PHASE-327【我欲の芽生え】

「まあ、ここに来た時の王様は完全に後者でしたよ。ベルが怒りを抱くくらいに」


「ですが、主のご活躍で賢君へと立ち戻ることが出来たので、今までの責は、生きている間に償っていかせましょう」

 おっと、ちょっとトゲのある言い様。

 最近はフレンドリーに接してきて、やる気が漲って、若々しくもなってきてるし、頑張って民のために体を酷使してもらおう。

 民を盾にしてたのは、消えることのない事実なわけだし。

 

 余裕が生まれれば柔軟な思考にも繋がる。同時に今までの事を悔い改める時間も得られるというものだ。

 君主たるもの、流れた血を省みてはいけない。ってのもあるかもしれんが、それでも民を思いやる事に重きを置いてくれる王様であってほしいというのが、俺のファンタジー知識における理想の王様なんだよな。


「主、覇権を狙うのは今と言いましたが、なぜだか分かりますか」


「王サイドの力が削がれているからでしょうが、それ以外は分かりません」


「はっきりとしたもの言いは好感が持てます」

 ありがとうございます。

 答えは、人々に余裕が出来たからだそうだ。

 余裕が出来るのはいい事だろう。慢心に変わるればよくないだろうが、そこは先生がちゃんと手綱を引いてくれているから問題ないと思う。


 といっても、それは内側だけの話。

 外、とくに魔王軍の直接的な脅威に、いまだ晒されていない者たちの思考はお粗末なものになるそうだ。


 自分たちが得た勝利ではないのに、こういう時に限って、人類全ての勝利と考えてしまい、それを真実として自らに暗示をかける者が現れる。

 そういう手合いは余裕が生まれれば、次に今回、人類が追い込まれた理由を王の怠慢という原因へと変換し、現王は王たる器ではないと判断。

 自分が王に代わるべき存在とすら錯覚する。


 前線の辛さも知らず、高みの見物を決め込むような者たちは、戦場から離れれば離れるほどに楽観主義で、頭がお花畑で満開の者たちが多くを占めるそうだ。


 そして今の今まで力を蓄えていた者たちが矛先を向けるのは――――、俺も馬鹿ではない。
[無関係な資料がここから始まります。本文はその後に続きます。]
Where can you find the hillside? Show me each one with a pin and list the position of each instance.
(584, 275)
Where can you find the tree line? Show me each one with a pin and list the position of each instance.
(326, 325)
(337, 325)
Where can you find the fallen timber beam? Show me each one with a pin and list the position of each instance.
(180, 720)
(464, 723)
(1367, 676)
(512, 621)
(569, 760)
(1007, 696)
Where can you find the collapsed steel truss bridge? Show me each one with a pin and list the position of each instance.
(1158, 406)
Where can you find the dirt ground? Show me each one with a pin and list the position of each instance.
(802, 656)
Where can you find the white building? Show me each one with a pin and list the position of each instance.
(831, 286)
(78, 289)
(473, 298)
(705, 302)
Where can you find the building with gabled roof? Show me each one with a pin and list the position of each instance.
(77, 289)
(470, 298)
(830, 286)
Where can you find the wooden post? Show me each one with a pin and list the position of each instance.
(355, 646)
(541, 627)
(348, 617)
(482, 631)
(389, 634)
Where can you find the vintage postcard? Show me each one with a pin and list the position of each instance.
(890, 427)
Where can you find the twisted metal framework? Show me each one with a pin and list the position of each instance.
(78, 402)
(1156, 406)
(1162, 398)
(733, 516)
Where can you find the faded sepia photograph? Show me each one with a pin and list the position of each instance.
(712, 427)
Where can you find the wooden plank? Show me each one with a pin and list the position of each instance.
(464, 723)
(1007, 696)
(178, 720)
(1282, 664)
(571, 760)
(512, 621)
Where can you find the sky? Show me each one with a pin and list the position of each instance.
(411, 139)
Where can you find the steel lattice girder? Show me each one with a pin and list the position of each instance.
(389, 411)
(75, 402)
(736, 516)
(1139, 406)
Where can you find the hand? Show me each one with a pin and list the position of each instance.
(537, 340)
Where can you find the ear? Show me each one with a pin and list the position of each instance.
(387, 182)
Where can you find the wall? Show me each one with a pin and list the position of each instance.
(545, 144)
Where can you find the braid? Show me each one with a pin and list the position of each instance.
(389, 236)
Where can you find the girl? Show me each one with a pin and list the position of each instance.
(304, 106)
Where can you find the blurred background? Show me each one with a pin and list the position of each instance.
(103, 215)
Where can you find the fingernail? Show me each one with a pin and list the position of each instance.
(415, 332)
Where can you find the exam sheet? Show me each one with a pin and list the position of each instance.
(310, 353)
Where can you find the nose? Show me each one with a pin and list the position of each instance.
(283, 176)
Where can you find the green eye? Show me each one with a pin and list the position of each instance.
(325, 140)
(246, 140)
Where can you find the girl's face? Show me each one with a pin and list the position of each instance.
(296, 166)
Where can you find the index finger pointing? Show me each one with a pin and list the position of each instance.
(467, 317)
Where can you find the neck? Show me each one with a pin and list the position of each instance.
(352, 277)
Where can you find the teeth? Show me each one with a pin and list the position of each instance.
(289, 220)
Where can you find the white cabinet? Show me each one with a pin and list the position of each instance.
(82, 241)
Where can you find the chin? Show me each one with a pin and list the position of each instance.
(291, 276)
ここまで聞けば、覇権を取りたがる連中は王様に向けて戦いを起こす可能性も出て来るわけだ。


 魔王軍との戦いも知らず、魔王軍が少しでも後退し、状況を伺う姿勢になれば、そこを突いて魔王軍を狙うのではなく、自らの我欲のために行動を起こす。


「そういう馬鹿が出てきたって事ですよね? 話の流れからして公爵あたりが行動を起こす――――いや、先生は覇権を狙うなら今と発した、すでに行動に移しているって事ですね」

 鷹揚な頷きが返ってきた。

 本当に馬鹿馬鹿しい。

 今の俺は険のある表情になっているだろうな。

 大陸で二割の力を持つ公爵。

 王様の政治に不信任を抱いていると、相談役が発せばそれに乗じて美味い汁をすすろうとする者たちも与することになる。


 大陸で最大の領地を持つ王と、次いで持つ公爵の戦いとなれば、大量の血が流れるだろう。

 魔王軍にとっては有りがたいことだ。

 俺が転生する前に、やはり王様は公爵領を召し上げるべきだったな。


「どこまで掴んでいるんですか?」

 鷹揚に頷いたってことは、公爵サイドの動きを先生はつぶさに把握している。


 俺の言が核心をついた発言であったからか、理解が早いと先生は満足してくださったようで、笑みを湛えてくれる。

 この人は本当に、どこまで掴んでいるのだろう……。


 ――――公爵サイドは私領と公領の境に兵を招集させているそうだ。

 一見、魔王軍に対する私領の防衛とも考えられるが、兵の配置は南に集中している。


 南。つまりは王都の方角に兵が集中しているということ。

 先生はマイヤと同職かそれに近しい者たちを放って調査をさせているそうで、逐次報告に余念が無いとのこと。

 現在、公爵領では動きが活発になっているそうだ。